KMART'S REORGANIZATION PLAN: A PATTERN OF MASS DESTRUCTION.
The disclosures paint a picture of a retailer desperate to maintain its market position as well as control over its vendors. It also shows how deep corporate abuses ran preceding the retailer's Chapter 11 filing.
Here's a rundown of some of the key points detailed in Kmart's plan of reorganization and its disclosure statement:
An emerging Kmart would be structured by a $293.4 million investment (in exchange for new stock) by ESL Investments Inc., a hedge fund owned by millionaire Edward Lampert, and Third Avenue Trust, which is based in New York.
If Kmart's plan is not confirmed, the retailer said in court papers that other plans could be proposed. "Such plans might involve either a reorganization and continuation of [Kmart]'s business, or an orderly liquidation of their assets, or a combination of both," Kmart said in the disclosure statement.

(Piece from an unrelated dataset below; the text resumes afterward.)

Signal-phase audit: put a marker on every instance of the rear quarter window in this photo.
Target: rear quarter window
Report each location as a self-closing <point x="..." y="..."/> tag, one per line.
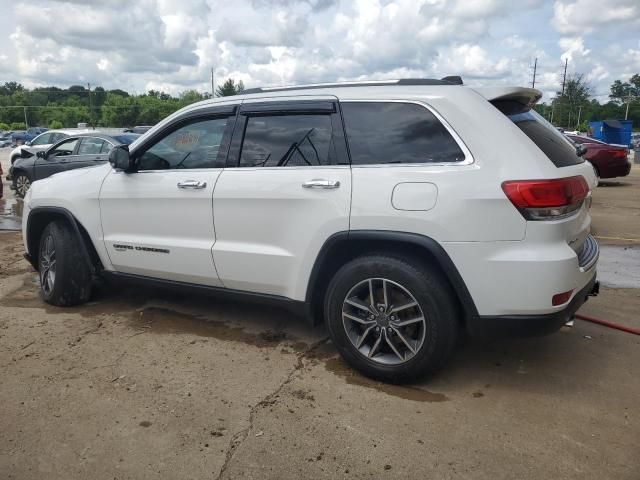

Regarding Kmart's internal review of the former stewardship of the company, the investigation is ongoing. Charles Conaway, former chairman and chief executive officer, was questioned by Kmart lawyers two weeks ago. According to court documents, Anthony B. D'Onofrio, executive vice president for systems capability and chief supply chain officer, and Mark Moreland, divisional vice president of treasury and assistant treasurer, were still waiting to be questioned. Meanwhile, Kmart's board of directors, including James Adamson, could also be called for questioning.
A key issue of the internal review is $28 million in retention loans made to 25 of Kmart's top executives, most of whom the retailer "severed employment relationships" with.
In a rare disclosure of retail vendor practices, the disclosure statement revealed that "a significant portion of the items" Kmart sells is delivered on consignment. Some of the categories consigned included floor care products, health care items, electric blankets and seasonal products. The retailer seemed to be eager to keep the practice up while it went through bankruptcy.
In court papers, Kmart also identified several sticky areas where the retailer could face legal claims stemming from its internal investigations as well as ongoing investigations by the Securities and Exchange Commission and the Federal Bureau of Investigation. Here are a few of the potential legal claims Kmart could face:
The $24 million of retention loans was not disclosed to the compensation committee of the board of directors, the retailer said in court papers. "In addition, management created purported committee documents that varied materially from the loan program documents submitted to the committee for approval."
The court filing also showed that "in an effort to avert a potential liquidity crisis," former managers launched "Project Slow It Down," which deferred or reduced vendor payments.
It was also disclosed that "former senior managers imposed gross margin and vendor allowance target numbers" on buyers while also being warned "repeatedly that the numbers imposed from the top were unattainable." Kmart said in the court papers that certain employees were "demoted or transferred when they resisted a manager's demand to incorporate numbers they believed to be unrealistic into the company forecasts and financial reports." The retailer did not disclose the names of any of these managers or buyers.
Regarding vendor payments and allowances, it was disclosed that in 2001, "the Kmart merchant community was under extraordinary pressure" from management to record allowances that "were in excess of the plan for the year," and that $92 million in allowances for the first three quarters of 2001 were deemed "questionable."
And aside from abusing the retailer's "generous corporate aircraft policy," certain former managers "authorized the expenditure of $12 million to purchase corporate aircraft." The money was not included in Kmart's capital budget.